As the Obama administration nears many believe that drastic changes are needed in the U.S. Department of Agriculture. Such changes may prove difficult. "In cash-strapped times, the challenges of mounting new initiatives are daunting," writes Kimberly Kindy of The Washington Post. "And the USDA is still battling long-running problems: subsidy programs that give huge sums to ineligible, millionaire farmers; a food inspection system that puts Americans at risk for food-borne illnesses; and nutrition programs that fail to identify more than 30 percent of Americans who live in poverty and are at risk of hunger every month."
Obama has criticized farm policy in the U.S. for focusing on large farms, and last week he noted a Government Accountability Office finding that "USDA continued to give federal subsidies to ineligible, wealthy farmers despite a series of congressional reforms," notes Kindy. "Between 2003 and 2006, more than 2,700 farmers who were earning more than the cutoff of $2.5 million annually continued to receive subsidies." But changing the farm policy to strengthen support for smaller farms has met with opposition from both Democrats and Republicans.

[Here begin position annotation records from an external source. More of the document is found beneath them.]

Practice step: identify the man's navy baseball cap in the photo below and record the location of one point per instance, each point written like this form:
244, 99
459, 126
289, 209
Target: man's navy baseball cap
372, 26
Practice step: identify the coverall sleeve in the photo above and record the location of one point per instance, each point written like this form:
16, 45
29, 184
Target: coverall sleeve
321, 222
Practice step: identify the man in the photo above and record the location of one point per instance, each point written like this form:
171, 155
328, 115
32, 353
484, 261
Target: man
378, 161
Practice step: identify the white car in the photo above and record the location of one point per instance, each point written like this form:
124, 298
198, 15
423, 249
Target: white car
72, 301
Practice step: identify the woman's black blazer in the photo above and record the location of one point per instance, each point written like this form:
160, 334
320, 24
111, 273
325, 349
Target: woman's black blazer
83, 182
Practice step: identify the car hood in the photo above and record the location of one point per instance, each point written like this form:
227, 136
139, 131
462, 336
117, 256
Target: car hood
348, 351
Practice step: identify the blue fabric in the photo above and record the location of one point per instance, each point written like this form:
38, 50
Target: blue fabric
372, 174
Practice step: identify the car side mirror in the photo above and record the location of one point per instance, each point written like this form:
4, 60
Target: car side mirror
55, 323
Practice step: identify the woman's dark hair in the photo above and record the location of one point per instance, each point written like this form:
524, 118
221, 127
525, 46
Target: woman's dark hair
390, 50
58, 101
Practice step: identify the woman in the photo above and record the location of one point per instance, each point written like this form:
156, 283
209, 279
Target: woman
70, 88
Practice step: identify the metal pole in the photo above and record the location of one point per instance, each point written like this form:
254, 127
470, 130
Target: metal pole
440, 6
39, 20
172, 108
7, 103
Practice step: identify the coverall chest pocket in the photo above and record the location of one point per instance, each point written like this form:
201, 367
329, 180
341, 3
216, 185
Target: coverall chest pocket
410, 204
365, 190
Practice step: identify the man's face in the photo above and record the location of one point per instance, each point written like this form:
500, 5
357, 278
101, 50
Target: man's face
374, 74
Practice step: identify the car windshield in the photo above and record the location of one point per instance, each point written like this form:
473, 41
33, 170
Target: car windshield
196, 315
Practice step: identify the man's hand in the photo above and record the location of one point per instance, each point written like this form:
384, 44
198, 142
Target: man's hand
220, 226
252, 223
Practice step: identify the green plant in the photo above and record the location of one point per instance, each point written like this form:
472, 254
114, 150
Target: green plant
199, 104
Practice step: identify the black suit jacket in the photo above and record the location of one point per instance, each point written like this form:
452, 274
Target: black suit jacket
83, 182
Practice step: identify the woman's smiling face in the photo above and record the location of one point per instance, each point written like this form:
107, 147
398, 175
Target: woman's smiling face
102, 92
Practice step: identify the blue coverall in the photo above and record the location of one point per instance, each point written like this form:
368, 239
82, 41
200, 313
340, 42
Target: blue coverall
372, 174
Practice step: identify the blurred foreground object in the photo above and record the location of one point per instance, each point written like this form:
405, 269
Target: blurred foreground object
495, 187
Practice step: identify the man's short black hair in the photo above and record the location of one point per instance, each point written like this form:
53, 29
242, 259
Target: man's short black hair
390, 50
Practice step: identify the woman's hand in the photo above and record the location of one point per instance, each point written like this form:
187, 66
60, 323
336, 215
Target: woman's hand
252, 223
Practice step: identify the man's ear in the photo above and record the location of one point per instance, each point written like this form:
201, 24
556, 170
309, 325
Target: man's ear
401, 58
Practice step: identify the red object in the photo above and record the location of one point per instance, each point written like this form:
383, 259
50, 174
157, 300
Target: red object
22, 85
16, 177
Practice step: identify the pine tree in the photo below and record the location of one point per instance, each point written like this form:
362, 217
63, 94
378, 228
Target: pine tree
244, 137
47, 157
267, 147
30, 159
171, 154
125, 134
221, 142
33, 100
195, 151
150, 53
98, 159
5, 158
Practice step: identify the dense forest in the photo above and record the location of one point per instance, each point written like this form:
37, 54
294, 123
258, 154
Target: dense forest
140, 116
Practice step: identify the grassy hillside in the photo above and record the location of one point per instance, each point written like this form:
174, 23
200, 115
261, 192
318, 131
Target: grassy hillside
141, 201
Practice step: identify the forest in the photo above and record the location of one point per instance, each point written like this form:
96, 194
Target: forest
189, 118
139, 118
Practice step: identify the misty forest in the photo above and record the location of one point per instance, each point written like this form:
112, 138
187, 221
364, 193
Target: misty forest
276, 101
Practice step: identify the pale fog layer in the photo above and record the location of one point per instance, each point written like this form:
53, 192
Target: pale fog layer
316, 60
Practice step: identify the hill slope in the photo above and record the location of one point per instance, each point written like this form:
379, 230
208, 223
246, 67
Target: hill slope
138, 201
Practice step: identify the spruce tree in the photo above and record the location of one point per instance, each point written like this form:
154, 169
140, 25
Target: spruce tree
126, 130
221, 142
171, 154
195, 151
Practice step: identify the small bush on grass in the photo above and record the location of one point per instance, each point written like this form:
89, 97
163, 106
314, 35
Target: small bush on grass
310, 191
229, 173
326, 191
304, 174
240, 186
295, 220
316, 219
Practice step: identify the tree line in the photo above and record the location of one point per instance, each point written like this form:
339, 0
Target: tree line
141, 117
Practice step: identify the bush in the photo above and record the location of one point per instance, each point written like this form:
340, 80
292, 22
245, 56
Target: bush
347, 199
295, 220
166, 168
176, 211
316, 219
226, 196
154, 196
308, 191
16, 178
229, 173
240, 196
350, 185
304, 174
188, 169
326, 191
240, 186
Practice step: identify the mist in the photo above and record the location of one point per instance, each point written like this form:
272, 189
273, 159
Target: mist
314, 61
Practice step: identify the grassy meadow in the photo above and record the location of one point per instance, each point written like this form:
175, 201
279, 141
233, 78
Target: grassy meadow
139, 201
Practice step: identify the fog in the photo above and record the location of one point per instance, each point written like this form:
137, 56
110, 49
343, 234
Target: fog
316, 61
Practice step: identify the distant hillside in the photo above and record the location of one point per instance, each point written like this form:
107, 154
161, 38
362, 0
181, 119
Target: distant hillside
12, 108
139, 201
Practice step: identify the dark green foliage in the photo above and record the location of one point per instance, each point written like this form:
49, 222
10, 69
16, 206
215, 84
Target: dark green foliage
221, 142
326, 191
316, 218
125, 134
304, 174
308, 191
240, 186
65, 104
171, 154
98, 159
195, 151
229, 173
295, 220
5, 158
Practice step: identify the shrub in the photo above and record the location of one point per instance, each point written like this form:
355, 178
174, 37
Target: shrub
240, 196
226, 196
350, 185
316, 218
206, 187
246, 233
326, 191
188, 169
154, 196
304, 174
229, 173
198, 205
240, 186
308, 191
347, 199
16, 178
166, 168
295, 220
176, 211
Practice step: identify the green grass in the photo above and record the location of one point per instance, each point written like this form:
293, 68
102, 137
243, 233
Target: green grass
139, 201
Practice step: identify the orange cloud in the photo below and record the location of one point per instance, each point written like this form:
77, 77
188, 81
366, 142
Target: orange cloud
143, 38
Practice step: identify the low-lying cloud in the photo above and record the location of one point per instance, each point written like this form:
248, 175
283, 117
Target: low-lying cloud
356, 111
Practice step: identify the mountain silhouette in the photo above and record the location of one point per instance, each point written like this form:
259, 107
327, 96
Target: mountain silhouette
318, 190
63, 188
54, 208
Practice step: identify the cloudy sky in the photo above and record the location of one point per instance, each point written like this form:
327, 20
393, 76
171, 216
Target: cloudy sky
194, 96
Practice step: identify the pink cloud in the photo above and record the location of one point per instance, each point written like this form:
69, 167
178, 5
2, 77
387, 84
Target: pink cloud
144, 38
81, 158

USDA also handles food safety, and many argue those inspections need to be drastically improved. Kindy writes, "The USDA and 14 other departments and agencies administer a patchwork of food safety laws that often overlap and do not always make public safety the first priority. The department also handles nutrition, and another Obama campaign pledge -- to end childhood hunger by 2015 -- also presents immediate challenges. The nation's economic crisis has pushed the number of families relying on food stamps to 30 million, an unprecedented high expected to climb as unemployment rates continue to rise," adds Kindy. (Read more)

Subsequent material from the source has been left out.